C0.04 - Evidence_pack

C0.04 ? Evidence pack

flowchart LR
    A[Fragmented evidence
logs, prompts, approvals, policy references] --> B[RAIDT
run-level evidence framework] H[Practical evidence elements
run ID, task, prompts, settings, outputs, review, retention] --> C[[Evidence pack
structured record of one run]] B --> C C --> D[Reviewer reconstruction] C --> E[RAIDT score profile] C --> F[Contestability and audit readiness] E --> G[Governance readiness and organisational learning]

? Star C0 - RAIDT Core, Definition, Values, Claims and Innovation

Star context: Defines the project identity of RAIDT by showing that the framework's first practical governance artefact is a structured evidence object for one run, not merely a policy statement or assurance claim.


Definition / background

An evidence pack is the structured, review-ready record of one RAIDT run. It assembles the run-level evidence associated with a specific use of a generative AI system and presents it in a form that can be inspected by a supervisor, auditor, manager, regulator, complaint handler, or researcher. In practical terms, the pack links identifiers, task context, prompts, configuration, retrieval or source material, model settings, outputs, integrity checks, human review actions, decisions, and retention rules.

This distinction matters conceptually. Run-level evidence is the underlying evidential material produced by or around one run. The evidence pack is the organised governance object created from that material. In other words, run-level evidence is the substance, while the evidence pack is the structured presentation of that substance for review and judgement. The pack is therefore more than a log bundle and more governance-oriented than a raw technical trace.

Within RAIDT, the evidence pack is one of the framework's two practical outputs, alongside the five-pillar score profile. The pack supports the score profile by giving reviewers a documented basis for judging Responsibility, Auditability, Interpretability, Dependability, and Traceability. Without an evidence pack, a score profile risks becoming insufficiently justified; without run-level evidence, an evidence pack cannot be meaningfully assembled.

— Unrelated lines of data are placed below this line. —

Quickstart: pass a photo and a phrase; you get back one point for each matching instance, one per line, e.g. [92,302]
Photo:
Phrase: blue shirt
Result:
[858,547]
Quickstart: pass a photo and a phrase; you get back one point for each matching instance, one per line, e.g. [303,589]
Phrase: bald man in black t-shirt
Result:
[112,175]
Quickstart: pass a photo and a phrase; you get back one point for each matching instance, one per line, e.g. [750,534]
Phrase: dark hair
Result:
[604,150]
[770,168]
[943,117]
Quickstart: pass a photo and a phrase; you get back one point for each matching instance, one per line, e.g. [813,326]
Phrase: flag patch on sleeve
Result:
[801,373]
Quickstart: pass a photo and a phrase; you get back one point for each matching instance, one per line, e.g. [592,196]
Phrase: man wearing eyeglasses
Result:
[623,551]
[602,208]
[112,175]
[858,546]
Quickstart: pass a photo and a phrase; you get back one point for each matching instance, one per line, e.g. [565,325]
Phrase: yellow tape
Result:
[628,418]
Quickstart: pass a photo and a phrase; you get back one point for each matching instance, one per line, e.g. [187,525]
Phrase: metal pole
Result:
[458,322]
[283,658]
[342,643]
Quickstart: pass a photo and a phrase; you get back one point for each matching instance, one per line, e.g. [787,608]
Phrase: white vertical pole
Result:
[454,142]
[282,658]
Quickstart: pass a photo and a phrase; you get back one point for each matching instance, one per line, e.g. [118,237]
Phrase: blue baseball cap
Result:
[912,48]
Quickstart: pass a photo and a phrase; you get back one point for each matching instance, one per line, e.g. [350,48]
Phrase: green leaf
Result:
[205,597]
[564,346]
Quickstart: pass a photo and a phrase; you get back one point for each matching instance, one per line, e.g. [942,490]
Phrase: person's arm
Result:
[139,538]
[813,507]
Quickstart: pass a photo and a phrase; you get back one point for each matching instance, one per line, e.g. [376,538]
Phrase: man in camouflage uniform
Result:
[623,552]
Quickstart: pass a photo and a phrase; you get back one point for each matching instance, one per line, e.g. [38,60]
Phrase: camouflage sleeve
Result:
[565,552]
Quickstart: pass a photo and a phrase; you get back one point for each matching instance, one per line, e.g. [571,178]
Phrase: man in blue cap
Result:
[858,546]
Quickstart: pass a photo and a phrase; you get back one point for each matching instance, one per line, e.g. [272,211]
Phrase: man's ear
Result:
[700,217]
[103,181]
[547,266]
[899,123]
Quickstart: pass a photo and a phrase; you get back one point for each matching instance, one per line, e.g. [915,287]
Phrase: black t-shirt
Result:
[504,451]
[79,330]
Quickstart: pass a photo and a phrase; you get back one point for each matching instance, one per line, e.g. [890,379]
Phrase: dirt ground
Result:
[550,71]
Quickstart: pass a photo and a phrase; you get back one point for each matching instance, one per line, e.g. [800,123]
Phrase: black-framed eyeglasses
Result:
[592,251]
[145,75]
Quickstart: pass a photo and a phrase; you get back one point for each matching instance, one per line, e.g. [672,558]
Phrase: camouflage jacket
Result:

This item belongs inside RAIDT Core because it shows how the framework turns the abstract commitment to evidence over assertion into an operational artefact. RAIDT is not only a way of saying that governance should be evidence-based. It specifies what that evidence should look like when organised for real organisational scrutiny.

Why this concept matters

The evidence pack solves a practical governance problem: even when organisations collect fragments of information about GenAI use, they often cannot present those fragments as one coherent proof object. When a supervisor asks what happened in a specific run, when a complaint must be handled, or when an internal review is triggered, disconnected records are difficult to interpret and easy to contest. The evidence pack provides a structured answer.

It also avoids a common confusion between having data and having reviewable governance evidence. Logs, prompts, screenshots, approval emails, and version numbers may all exist, but if they are not assembled into a meaningful record, governance remains weak. The evidence pack converts scattered traces into an inspectable unit that can support explanation, challenge, and organisational learning.

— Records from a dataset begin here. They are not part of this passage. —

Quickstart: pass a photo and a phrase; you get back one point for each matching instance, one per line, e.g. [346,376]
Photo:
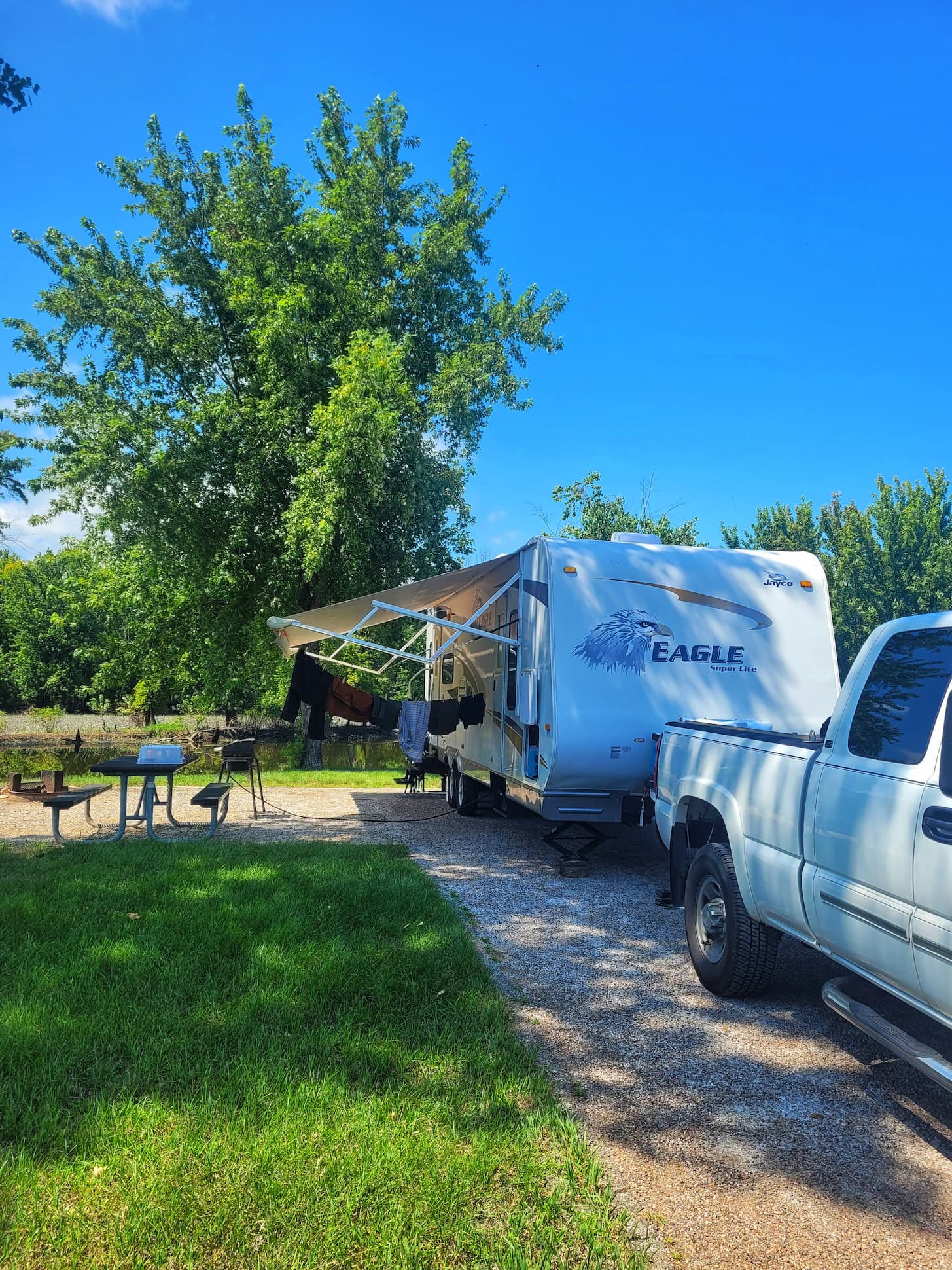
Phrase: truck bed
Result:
[758,782]
[787,738]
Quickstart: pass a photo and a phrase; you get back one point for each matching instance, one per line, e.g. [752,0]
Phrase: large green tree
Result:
[282,381]
[889,559]
[587,513]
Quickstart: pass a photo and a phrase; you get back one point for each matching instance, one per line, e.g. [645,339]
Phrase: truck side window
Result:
[512,661]
[899,704]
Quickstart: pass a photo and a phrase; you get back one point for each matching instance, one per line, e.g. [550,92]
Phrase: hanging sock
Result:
[472,710]
[385,714]
[444,717]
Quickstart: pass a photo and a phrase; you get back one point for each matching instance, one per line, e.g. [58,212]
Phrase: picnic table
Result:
[52,794]
[213,797]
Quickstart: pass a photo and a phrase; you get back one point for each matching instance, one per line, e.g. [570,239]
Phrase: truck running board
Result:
[925,1059]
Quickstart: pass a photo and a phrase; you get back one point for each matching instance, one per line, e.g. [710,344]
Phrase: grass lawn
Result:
[220,1056]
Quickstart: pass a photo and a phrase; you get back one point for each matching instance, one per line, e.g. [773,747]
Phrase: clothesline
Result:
[328,694]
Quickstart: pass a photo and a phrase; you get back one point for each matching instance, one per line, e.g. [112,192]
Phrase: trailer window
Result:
[899,704]
[512,681]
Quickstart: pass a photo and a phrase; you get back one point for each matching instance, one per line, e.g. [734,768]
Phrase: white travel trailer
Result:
[584,649]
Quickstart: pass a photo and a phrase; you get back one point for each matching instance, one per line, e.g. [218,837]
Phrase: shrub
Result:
[47,717]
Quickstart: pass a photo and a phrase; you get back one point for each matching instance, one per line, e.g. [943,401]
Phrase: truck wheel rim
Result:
[711,918]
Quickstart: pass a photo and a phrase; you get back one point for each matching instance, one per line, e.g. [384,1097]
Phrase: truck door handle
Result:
[937,824]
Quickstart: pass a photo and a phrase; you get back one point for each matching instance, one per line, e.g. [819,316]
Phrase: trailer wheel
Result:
[733,954]
[467,793]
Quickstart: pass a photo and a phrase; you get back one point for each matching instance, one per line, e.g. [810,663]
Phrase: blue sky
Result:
[748,205]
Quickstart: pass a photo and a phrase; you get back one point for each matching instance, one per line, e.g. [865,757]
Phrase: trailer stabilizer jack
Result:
[574,850]
[919,1056]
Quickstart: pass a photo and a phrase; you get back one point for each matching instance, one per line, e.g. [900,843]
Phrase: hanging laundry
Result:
[310,685]
[472,710]
[414,718]
[348,702]
[444,716]
[385,714]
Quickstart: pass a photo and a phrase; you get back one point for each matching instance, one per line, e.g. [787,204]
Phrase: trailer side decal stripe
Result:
[696,597]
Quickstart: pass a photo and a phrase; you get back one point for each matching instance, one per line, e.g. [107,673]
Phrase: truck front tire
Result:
[733,954]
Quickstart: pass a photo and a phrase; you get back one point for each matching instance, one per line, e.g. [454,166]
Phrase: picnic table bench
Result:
[51,793]
[58,797]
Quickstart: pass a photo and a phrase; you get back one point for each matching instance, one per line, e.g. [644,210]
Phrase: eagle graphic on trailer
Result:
[622,642]
[571,644]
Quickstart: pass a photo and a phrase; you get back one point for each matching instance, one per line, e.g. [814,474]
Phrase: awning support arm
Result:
[378,606]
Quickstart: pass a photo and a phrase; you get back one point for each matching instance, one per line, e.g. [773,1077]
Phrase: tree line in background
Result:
[272,401]
[268,402]
[889,559]
[74,633]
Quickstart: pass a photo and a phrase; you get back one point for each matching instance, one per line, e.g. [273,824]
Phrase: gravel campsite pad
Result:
[763,1133]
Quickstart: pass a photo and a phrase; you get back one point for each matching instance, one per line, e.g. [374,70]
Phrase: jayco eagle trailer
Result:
[584,649]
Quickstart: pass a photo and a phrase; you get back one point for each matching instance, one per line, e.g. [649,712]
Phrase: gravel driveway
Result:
[764,1133]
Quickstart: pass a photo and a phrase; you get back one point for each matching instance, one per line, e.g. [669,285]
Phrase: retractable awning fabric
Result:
[438,592]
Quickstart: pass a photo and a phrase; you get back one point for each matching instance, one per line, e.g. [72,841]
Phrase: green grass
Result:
[221,1056]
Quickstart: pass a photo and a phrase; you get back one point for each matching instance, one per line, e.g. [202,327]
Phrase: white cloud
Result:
[117,10]
[29,540]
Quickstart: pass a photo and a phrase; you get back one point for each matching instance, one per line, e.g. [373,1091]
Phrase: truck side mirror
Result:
[946,755]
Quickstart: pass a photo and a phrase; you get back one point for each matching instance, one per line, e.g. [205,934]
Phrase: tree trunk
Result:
[311,761]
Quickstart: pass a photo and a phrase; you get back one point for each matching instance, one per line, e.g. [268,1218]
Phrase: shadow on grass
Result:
[286,1052]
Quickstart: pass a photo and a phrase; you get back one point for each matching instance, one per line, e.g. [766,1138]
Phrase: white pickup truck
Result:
[841,839]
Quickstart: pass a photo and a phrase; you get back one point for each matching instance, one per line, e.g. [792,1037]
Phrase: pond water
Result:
[31,760]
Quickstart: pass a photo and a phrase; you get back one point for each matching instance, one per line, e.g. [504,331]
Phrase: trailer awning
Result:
[415,600]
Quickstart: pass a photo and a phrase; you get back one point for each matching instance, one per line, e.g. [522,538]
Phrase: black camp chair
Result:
[239,756]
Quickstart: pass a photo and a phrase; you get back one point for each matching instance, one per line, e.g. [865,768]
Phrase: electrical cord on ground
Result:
[363,820]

If the evidence pack is missing, organisations may struggle to justify decisions, compare runs, explain why a score was assigned, or show that human oversight actually occurred. The result is often a return to assertion: people say a process was controlled, but cannot demonstrate it clearly. RAIDT uses the evidence pack to make operational governance visible.

Key idea: The evidence pack matters because it turns scattered run-level traces into a structured proof object that supports review, challenge, scoring, and governance readiness.

What this item captures
Practical example / likely audience question

Audience question

Is the evidence pack just an archive of logs and documents, or does it do something more specific in RAIDT?

Answer

The concern behind this question is that organisations already generate many records, and a new governance artefact may look like extra bureaucracy. The direct answer is that the evidence pack is not simply a store of miscellaneous files. It is a structured, review-oriented package that assembles the evidential pieces of one run into a form that another person can inspect and use.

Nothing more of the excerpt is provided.